Previous test stubbed ethCall as a fast non-blocking function and asserted callCount >= 1 — which a broken impl that fires one ethCall per caller also satisfies. The test passed against any implementation. Block the stub on a TMVar gate so the leader's eth_call cannot return before the 7 waiters race to register at the inflight TMap. Fire 8 concurrent resolveName calls in a background async, sleep 50 ms to let the waiters attach, then release the gate. Assert callCount == 1 — only the leader hit the RPC. Now the test genuinely fails if coalescing breaks.
decodeWord256Int64 rejected values with any non-zero byte in the high 24 bytes, but accepted values 2^63 .. 2^64-1 in the low 8 bytes — those silently decode to *negative* Int64 because the Int64 type is signed. Downstream length math (decodeString len, decodeStringArray cnt) sees the negative value, compares len > cap as False, off + 32 + len as not-overflowing, then B.take clamps negatives to 0 and returns empty bytes instead of failing. A malicious or buggy SNRC contract could null out string and array fields with no AbiOversized / AbiTruncated signal. Add the sign-bit check on byte (off + 24). Both invariants are now necessary and together sufficient for a safe Int64 cast. Add tests covering the sign-bit case and the max representable positive value (Int64.maxBound = 0x7FFF...FFFF).
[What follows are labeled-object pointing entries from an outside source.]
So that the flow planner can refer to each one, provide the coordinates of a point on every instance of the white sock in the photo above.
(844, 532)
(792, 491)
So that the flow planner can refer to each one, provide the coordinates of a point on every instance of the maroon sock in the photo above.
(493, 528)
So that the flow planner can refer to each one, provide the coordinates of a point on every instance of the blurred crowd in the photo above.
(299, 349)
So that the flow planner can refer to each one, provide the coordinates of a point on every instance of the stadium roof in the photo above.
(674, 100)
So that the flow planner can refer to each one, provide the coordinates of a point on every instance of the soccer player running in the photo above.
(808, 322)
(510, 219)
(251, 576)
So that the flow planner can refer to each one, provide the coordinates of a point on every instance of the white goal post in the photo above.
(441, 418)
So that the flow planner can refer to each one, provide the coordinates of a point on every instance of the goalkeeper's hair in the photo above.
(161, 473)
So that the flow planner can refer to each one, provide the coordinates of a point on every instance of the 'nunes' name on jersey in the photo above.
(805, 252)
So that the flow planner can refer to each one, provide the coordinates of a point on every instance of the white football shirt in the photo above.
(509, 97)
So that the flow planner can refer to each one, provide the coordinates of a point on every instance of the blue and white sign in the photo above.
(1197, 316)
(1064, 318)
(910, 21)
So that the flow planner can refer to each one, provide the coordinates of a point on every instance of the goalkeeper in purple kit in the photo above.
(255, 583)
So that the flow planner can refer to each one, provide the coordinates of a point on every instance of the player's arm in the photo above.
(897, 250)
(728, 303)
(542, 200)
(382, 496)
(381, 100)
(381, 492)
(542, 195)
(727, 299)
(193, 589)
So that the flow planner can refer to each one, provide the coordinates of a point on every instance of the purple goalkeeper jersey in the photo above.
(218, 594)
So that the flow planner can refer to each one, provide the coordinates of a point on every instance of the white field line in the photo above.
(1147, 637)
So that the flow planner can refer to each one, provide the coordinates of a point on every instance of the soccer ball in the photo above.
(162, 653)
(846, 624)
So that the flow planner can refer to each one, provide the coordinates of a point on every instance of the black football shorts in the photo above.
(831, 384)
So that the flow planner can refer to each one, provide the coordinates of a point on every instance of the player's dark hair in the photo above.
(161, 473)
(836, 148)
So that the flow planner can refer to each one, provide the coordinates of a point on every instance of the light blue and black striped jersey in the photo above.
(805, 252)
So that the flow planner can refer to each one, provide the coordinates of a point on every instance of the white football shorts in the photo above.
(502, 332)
Infura-style endpoints like https://mainnet.infura.io/v3/<API_KEY> embed the secret in the URL path. They were accepted by the previous validator (path wasn't checked), and the startup logInfo line scrubbed only userinfo — not path — so the API key would land in journald. Reject any path beyond / at config time. Operators with a path-style endpoint must move the credential into rpc_auth (Basic or Bearer) instead. Loopback endpoints (http://127.0.0.1:8545) naturally have empty/"/" paths, so the same-host topology is unaffected. Also flips the URL leak vector promised to be defended-against when scrubUrl was wired into the startup log.
- CHANGELOG bullet 6 referenced allow_dangerous_colocation which was dropped in 7f94f49, and the hard refusal was demoted to a warning in f9269be. Rewrite the bullet to match current behaviour. - The [NAMES] INI template's snrc_address example was the zero address. An operator uncommenting it verbatim would have a syntactically valid config that eth_calls to 0x0, gets zero bytes back, hits the zero-owner sentinel, and silently AUTHs every RSLV. Replace with "0x<paste-your-contract-address>" so an unsubstituted copy fails hex parsing at startup. - Add an INI comment explaining cache_max_entries / cache_max_bytes interaction — whichever fills first triggers eviction.
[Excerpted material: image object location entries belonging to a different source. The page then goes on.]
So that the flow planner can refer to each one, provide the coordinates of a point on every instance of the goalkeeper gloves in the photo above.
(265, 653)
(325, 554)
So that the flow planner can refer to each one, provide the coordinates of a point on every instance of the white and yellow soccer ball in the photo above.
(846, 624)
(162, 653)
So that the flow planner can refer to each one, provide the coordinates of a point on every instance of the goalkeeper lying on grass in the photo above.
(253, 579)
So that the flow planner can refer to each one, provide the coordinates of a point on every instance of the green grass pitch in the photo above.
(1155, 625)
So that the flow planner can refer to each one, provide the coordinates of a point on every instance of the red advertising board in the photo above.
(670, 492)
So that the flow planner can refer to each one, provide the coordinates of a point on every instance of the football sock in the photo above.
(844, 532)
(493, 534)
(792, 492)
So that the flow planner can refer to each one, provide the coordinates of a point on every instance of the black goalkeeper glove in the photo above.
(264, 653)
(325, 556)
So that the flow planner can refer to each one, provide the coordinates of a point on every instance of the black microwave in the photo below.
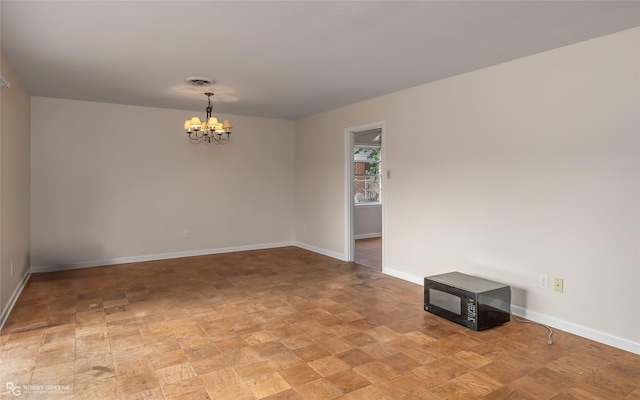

Previously fetchOnce returned Left NotFound and coalesce skipped cache insertion for any Left, so every RSLV for a non-existent name hit eth_call. An adversary holding a proxy connection could spam unique non-existent names to keep rpcMaxConcurrency saturated indefinitely. Cache NotFound results with a shorter TTL (30s, bounded by cacheSeconds) so newly-registered names become visible quickly while still absorbing unique-name bursts. CacheEntry now carries ceResult :: Maybe NameRecord (Nothing = NotFound) and ceTtlNs per-entry so positive and negative results expire on different schedules. Transient errors (HTTP / decode / timeout) still bypass the cache so a flapping endpoint doesn't durably poison entries. Add a regression test: two sequential NotFound lookups must produce exactly one ethCall (hit + miss counters confirm).
nrExpiry was parsed and bounds-checked at the wire layer but never compared against current time. A pre-upgrade or buggy SNRC contract that returns expired records unmodified would have its data cached and served to clients. In fetchOnce, after a successful ABI decode, compare nrExpiry to the current POSIX time. If nrExpiry > 0 and < now, treat the record as NotFound (now also cache-friendly per the previous fix). nrExpiry == 0 is the sentinel for "never expires" (reserved names); unaffected. This is defense in depth — the contract is expected to filter expired records itself by returning the zero-owner sentinel — but the smp-server also enforces, so a stale contract doesn't poison the user experience.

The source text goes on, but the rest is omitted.